La venta masiva de bonos se ha acelerado a medida que la administración de Trump intensifica su retórica proteccionista. Esta situación ha afectado a los bonos del Tesoro estadounidense, que se han sumado a la tendencia bajista observada a nivel mundial, exacerbada por la preocupación ante las posibles consecuencias de una guerra comercial prolongada.

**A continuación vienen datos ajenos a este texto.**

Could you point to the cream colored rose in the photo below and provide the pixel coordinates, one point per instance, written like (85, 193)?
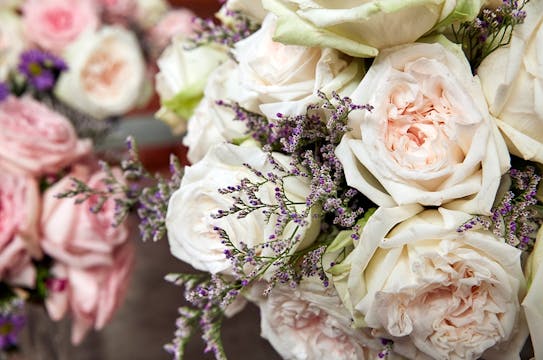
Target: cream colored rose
(12, 42)
(451, 295)
(283, 78)
(107, 73)
(212, 123)
(512, 80)
(189, 222)
(429, 138)
(362, 27)
(309, 322)
(181, 79)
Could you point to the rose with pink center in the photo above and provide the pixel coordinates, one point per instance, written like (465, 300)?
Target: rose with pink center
(309, 322)
(54, 24)
(35, 139)
(429, 139)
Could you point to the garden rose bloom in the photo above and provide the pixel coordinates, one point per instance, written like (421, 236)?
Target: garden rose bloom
(362, 27)
(12, 42)
(73, 234)
(91, 294)
(35, 139)
(451, 295)
(174, 22)
(19, 209)
(284, 78)
(309, 322)
(181, 80)
(212, 123)
(429, 138)
(512, 80)
(54, 24)
(107, 73)
(190, 224)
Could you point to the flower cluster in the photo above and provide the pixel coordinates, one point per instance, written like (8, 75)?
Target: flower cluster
(387, 207)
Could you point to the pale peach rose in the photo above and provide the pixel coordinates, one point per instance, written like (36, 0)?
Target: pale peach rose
(107, 73)
(90, 294)
(309, 322)
(54, 24)
(35, 139)
(429, 138)
(72, 233)
(19, 212)
(434, 290)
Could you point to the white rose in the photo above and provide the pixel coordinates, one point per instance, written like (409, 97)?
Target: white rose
(251, 8)
(189, 222)
(12, 42)
(451, 295)
(361, 27)
(533, 301)
(309, 322)
(512, 80)
(149, 12)
(106, 75)
(284, 78)
(429, 138)
(181, 79)
(211, 123)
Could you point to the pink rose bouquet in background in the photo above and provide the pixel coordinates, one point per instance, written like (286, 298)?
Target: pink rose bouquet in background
(366, 172)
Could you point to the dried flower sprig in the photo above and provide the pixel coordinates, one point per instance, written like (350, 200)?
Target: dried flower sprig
(138, 190)
(518, 216)
(234, 26)
(491, 30)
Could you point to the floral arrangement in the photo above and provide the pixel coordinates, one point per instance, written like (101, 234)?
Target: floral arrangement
(68, 70)
(367, 173)
(109, 46)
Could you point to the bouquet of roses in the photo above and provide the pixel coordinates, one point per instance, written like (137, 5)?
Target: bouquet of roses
(366, 172)
(109, 46)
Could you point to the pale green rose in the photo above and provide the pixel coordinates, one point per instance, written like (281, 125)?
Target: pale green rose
(182, 76)
(435, 292)
(362, 27)
(512, 80)
(533, 302)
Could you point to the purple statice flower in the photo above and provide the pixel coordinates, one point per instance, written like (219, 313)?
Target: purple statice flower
(4, 91)
(41, 69)
(11, 323)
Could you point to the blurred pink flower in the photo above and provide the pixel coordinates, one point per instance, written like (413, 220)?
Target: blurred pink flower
(36, 140)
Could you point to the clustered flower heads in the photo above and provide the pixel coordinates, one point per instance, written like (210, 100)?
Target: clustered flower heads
(371, 208)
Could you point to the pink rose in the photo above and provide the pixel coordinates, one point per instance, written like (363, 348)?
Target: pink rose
(53, 24)
(19, 208)
(36, 140)
(74, 235)
(175, 22)
(92, 294)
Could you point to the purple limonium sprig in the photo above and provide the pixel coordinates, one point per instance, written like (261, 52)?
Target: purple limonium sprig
(41, 69)
(12, 321)
(4, 91)
(517, 217)
(235, 27)
(491, 30)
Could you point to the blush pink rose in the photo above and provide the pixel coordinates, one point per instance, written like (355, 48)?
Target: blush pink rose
(73, 234)
(53, 24)
(92, 294)
(19, 208)
(36, 140)
(175, 22)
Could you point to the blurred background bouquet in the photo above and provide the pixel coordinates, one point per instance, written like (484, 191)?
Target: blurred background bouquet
(70, 72)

La escalada de tensiones también ha provocado una corrección en los mercados de deuda, con una venta generalizada que afecta a bonos de diferentes países. Los inversores evalúan los riesgos asociados a un posible deterioro de las relaciones comerciales y su impacto en el crecimiento económico global.
Estados Unidos ha intensificado su postura en las negociaciones comerciales, incluso enfrentándose a sus principales acreedores. Esta estrategia, aunque arriesgada, busca renegociar los términos de los acuerdos existentes y obtener condiciones más favorables para la economía estadounidense.
En el mercado de divisas, la venta de bonos japoneses (JGB) compite por la atención de los inversores con otros factores, como la situación en Groenlandia, que también genera incertidumbre en los mercados financieros.